Lire un roman qui se déroule au Togo est peu courant, lire un écrivain togolais vivant en Allemagne et écrivant en français, encore moins, et lire une histoire qui commence par une proposition pour le moins déroutante – Je vous propose d’aimer Minna à ma place – inaugure une lecture captivante.

Et en effet, comme notre jeune et candide narrateur, Maxwell, le lecteur est tout de suite happé par la personnalité, à la fois attirante et repoussante de Jean Adodo, homme mûr, calme, riche, sympathique mais pour le moins intrigant. Si la rencontre improbable de ces deux-là se fait à Lomé, dans une belle villa dont Jean Adodo dit l’avoir héritée de sa tante, elle va se poursuivre, non loin de Lomé, au bord de la mer, à Aného où vit frugalement, dans une petite maison de pierre, cette sorte de Pygmalion, revenu au pays depuis peu et comme on le verra au cours du roman, qu’il ne connait pas bien, puisqu’il en est parti enfant et ne comprend même pas la langue du nord parlée par sa mère, le nord  où il va entraîner Maxwell, presque à la frontière avec le Burkina Faso.

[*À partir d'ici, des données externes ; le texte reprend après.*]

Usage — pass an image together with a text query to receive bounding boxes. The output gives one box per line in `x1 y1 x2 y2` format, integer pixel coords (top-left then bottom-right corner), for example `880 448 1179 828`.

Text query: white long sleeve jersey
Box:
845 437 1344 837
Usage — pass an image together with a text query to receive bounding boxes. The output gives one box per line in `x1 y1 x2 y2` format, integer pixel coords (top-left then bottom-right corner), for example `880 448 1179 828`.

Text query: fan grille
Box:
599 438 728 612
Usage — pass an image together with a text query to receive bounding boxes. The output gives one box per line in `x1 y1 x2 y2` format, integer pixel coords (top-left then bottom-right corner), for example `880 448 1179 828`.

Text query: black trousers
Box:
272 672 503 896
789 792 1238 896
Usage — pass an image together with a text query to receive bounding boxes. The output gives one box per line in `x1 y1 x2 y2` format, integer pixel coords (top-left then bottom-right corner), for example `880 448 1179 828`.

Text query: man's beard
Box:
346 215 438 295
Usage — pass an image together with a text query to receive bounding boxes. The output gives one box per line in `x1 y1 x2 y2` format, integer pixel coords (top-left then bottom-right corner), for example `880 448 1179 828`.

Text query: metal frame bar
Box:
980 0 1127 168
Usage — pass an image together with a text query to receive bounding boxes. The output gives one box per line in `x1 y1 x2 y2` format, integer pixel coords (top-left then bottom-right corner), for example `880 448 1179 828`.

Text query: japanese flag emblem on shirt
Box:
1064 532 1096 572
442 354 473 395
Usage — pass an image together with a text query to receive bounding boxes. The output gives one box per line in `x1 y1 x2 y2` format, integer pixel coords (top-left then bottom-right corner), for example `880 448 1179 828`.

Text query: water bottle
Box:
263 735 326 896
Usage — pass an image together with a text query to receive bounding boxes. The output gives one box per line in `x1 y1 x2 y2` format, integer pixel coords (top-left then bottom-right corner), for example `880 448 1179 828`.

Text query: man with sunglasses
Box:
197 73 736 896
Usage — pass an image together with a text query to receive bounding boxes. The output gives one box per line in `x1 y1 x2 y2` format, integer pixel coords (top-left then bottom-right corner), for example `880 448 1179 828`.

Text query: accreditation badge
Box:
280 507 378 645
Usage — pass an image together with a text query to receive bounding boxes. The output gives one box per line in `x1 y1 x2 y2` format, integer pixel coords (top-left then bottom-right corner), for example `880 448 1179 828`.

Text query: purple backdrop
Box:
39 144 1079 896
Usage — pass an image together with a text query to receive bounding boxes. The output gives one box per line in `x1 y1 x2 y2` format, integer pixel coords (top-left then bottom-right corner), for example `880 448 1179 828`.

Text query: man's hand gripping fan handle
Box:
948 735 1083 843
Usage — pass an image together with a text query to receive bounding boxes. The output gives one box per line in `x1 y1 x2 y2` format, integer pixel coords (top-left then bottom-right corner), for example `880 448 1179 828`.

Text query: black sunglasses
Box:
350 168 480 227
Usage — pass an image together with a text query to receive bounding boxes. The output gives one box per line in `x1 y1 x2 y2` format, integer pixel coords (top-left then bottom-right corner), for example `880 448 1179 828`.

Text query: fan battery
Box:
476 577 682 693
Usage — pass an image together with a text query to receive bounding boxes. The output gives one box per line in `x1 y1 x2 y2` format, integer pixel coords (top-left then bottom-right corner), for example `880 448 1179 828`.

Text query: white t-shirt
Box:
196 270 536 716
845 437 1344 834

Laissez-moi vous décrire la maison – la petite maison à Aného, comme a dit M. Adodo. […] Un chemin de terre carrossable quitte la grande route et pénètre d’abord la broussaille puis longe des jardins maraîchers. […] « Une clôture de briques rouges couverte de bougainvilliers », a-t-il spécifié. […] Voici ce que c’est : une grande cour ornée de plantes à fleurs, de cocotiers et d’un manguier nain. Et au fond, une construction à laquelle nul ne s’attend au Togo ! une maison aux dimensions réduites […] – mais en pierre […] Les pierres sont naturelles, et trois piliers solides soutiennent le toit de la véranda. […] En fait, la véranda tient lieu de séjour, c’est l’endroit où l’on reçoit […] un canapé y est placé pour la sieste qui doit être vraiment délicieuse dans le calme ambiant.

Le cœur de Maxwell n’a pas fini de battre dans cette aventure qui tient à la fois du polar, du roman épistolaire du XVIIIème siècle où les liaisons amicales et amoureuses pourraient s’avérer dangereuses, du roman initiatique et du guide touristique mais un guide, qui, même s’il aime son pays d’un profond amour, est aussi lucide sur ses travers et les dénonce, légèrement, par saupoudrage, mais sûrement.

Depuis que j’ai vu les maisons de M. Adodo à Lomé et à Aného, je me sens offensé de vivre dans cette pièce unique, presque comme un animal en cage. […] « Il faut toujours chercher à bien se loger, Max. Tout le bien ou le mal de votre existence découle de ça. » Pendant le reste du voyage, j’ai médité son propos. […] mon attention s’attachait aux habitations précaires que les Togolais ont plantées comme des gens éternellement aux abois.
De plus la pauvreté générale que nous voyons nous laisse sans voix. […] Dans ce décor désastreux, ce qui surprend, c’est l’abondance alimentaire : d’étonnantes quantités d’ignames ou de manioc sont exposées pour la vente au bord de la route […] La nature est généreuse ; c’est l’esprit qui n’est pas cultivé.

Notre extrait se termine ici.